Often, leaders of their respective fields – everything from economics, chemistry, philosophy, law, even leaders of countries – are represented within the intellectual elite. Now, this is by no means always the case, but to an extent, it is arguable that those leaders are often some of our highest regarded scholars. Well, we all know where this argument leads…anti-intellectualism. In a nutshell, this argument slowly develops into the elitist view of the intelligentsia within a society. But is there merit to this argument? Because, if the “intellectual class” in fact exists, then the argument follows that the laypeople fear these intellectual leaders. Their fear is, as Adam Smith famously notes:
People of the same trade seldom meet together, even for merriment and diversion, but the conversation ends in a conspiracy against the public…

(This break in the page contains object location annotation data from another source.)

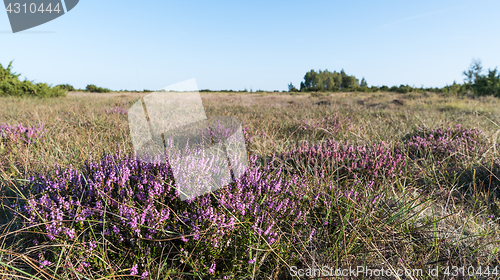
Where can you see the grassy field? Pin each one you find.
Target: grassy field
(379, 180)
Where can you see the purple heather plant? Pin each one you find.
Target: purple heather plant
(330, 124)
(134, 203)
(456, 142)
(378, 160)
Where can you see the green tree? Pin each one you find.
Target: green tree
(363, 83)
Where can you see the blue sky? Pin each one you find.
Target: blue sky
(255, 44)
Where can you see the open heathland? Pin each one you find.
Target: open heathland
(381, 180)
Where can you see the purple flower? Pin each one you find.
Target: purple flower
(211, 270)
(133, 270)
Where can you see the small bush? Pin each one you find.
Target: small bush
(94, 88)
(11, 85)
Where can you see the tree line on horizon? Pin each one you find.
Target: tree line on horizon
(475, 81)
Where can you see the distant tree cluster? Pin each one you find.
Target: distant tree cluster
(475, 82)
(10, 84)
(329, 81)
(94, 88)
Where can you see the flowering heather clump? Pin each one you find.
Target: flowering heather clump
(132, 203)
(456, 142)
(20, 134)
(116, 110)
(376, 161)
(330, 124)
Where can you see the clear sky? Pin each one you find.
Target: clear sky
(255, 44)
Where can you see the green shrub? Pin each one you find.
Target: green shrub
(94, 88)
(11, 85)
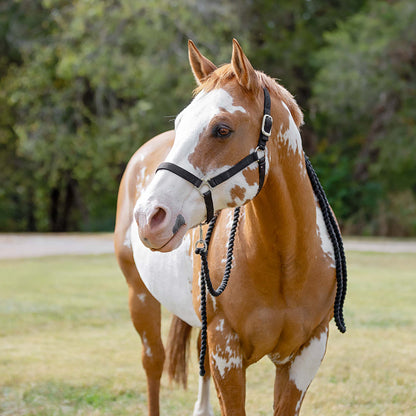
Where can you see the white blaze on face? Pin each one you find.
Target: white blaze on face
(306, 364)
(193, 120)
(175, 192)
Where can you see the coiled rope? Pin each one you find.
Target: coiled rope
(205, 280)
(336, 240)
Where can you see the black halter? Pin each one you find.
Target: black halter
(258, 156)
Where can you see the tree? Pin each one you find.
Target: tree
(365, 106)
(99, 79)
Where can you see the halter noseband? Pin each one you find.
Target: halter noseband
(258, 156)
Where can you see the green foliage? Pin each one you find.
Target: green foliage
(365, 103)
(83, 84)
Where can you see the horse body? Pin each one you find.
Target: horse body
(281, 292)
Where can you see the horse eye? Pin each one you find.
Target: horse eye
(222, 131)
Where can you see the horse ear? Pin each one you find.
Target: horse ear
(201, 66)
(245, 73)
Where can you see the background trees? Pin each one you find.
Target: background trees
(83, 84)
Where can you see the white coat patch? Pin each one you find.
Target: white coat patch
(306, 364)
(292, 135)
(202, 405)
(322, 232)
(226, 359)
(167, 276)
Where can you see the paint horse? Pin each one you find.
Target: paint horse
(280, 295)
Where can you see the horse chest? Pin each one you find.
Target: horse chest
(167, 276)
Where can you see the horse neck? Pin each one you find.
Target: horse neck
(283, 215)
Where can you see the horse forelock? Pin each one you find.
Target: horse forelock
(225, 74)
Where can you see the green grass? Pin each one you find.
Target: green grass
(67, 346)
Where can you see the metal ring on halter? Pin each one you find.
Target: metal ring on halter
(267, 118)
(203, 183)
(261, 153)
(202, 245)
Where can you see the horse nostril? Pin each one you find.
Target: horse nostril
(157, 218)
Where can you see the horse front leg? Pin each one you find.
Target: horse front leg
(146, 317)
(203, 406)
(293, 378)
(228, 368)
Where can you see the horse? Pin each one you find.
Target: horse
(282, 273)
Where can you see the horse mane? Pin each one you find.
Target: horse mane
(225, 73)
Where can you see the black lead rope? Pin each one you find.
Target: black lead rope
(336, 239)
(205, 280)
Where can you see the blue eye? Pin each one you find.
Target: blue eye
(222, 131)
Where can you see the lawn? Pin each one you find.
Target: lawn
(67, 346)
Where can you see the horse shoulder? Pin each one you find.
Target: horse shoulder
(139, 171)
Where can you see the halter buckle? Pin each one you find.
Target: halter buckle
(201, 243)
(267, 123)
(261, 153)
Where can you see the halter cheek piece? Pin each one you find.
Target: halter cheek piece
(258, 156)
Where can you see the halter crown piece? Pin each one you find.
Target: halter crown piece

That those with knowledge will use it for personal gain, so on and so forth. In accordance with the warning of Smith’s statement, the public sentiment of fear is rather well grounded. Stephen Mack addresses this issue of anti-intellectualism in his article The “Decline” of Public Intellectuals:
As to what Donatich derisively calls a “headstrong individualism and the myth of self-reliance,” it’s worth noting that he’s not giving us full-fledged descriptions of real political ideas but caricatures of an imagined psycho-cultural disposition. An “immature” disposition, at that. One can almost hear the sit-com dad railing against his willful, stubborn, impetuous kid who has once again gotten himself in trouble because he refused to heed Pop’s unwaveringly wise advice. And in this myth, common-folk (like kids) always get into trouble because they lack what all paternal intellectuals have by birthright—impulse control. The infantile common-folk who comprise the “mob” has been the star of elitist melodrama for centuries; they’re also “exhibit A” in nearly every hand-wringing, anti-democratic treatise in the western tradition. Now, are some people ill-equipped for self-government? Of course. But the strongest alternative argument, the best argument for democracy, is not that the people are “naturally” equipped for self-government—but that they need to become so, and, moreover, experience is the only teacher. So here’s the point: Any argument for the public intellectual that, like Donatich’s, rests the assumption that common citizens are forever childlike and must be led by a class of experts is politically corrosive and historically dangerous.
Now, let’s investigate as to what the public intellectual is. This country cherishes the individual, but the arguments promoting headstrong individualism and self-reliance have been debunked, so what does that leave us with?
Recent trends show that record numbers of students are attending College. The number of educated individuals within society is on the rise. Though there exists the “educated poor” within society, those who attend a university, as compared to those who only complete high school, often make substantially more money over their lifetimes. Statistics show, though not guarantee, that higher levels of education lead to better paying careers. Because it is argued that there is a high correlation between education and income (though not a guaranteed relationship), it would seem that we hold educated individuals in high esteem. We pay them a lot to do what they do so well – whatever it may be.
So, the country regards both individuals and educated peoples as important within society. Well where do you slip in the ego, the individual, the “I”? Here we have the public intellectual. The educated leaders within society, those that lead their fields and use their voices to question social and humanitarian issues. Now it’s not to say that ego is necessarily a bad thing – how else can one stubbornly (for lack of a better word) stand up to political and social leaders. For those intellectuals that want to voice their opinions and ideas for social and political change, ego is necessary.
A public intellectual is can come from any realm of study. Steven Levitt, for example, is a University of Chicago economics professor. But, the reason he is considered a public intellectual, in a nutshell, is because of the work he does with regard to social change. The role of the public intellectual is not to necessarily be an activist, but to be an informant. If knowledge is power, then the intelligentsia has power. It is the necessary duty of the public intellectuals to wield this power with caution. It is important that the public intellectual is constructively critical of social progress and change. It is important that he constructs his criticism on rational arguments and reasoning. So why is it the role of our intellectuals within society to wield this power? It is not just because of their power within society but as Stephen Mack argues, “[It is] because learning the processes of criticism and practicing them with some regularity are requisites for intellectual employment. It’s what we [intellectuals] do at our day jobs.”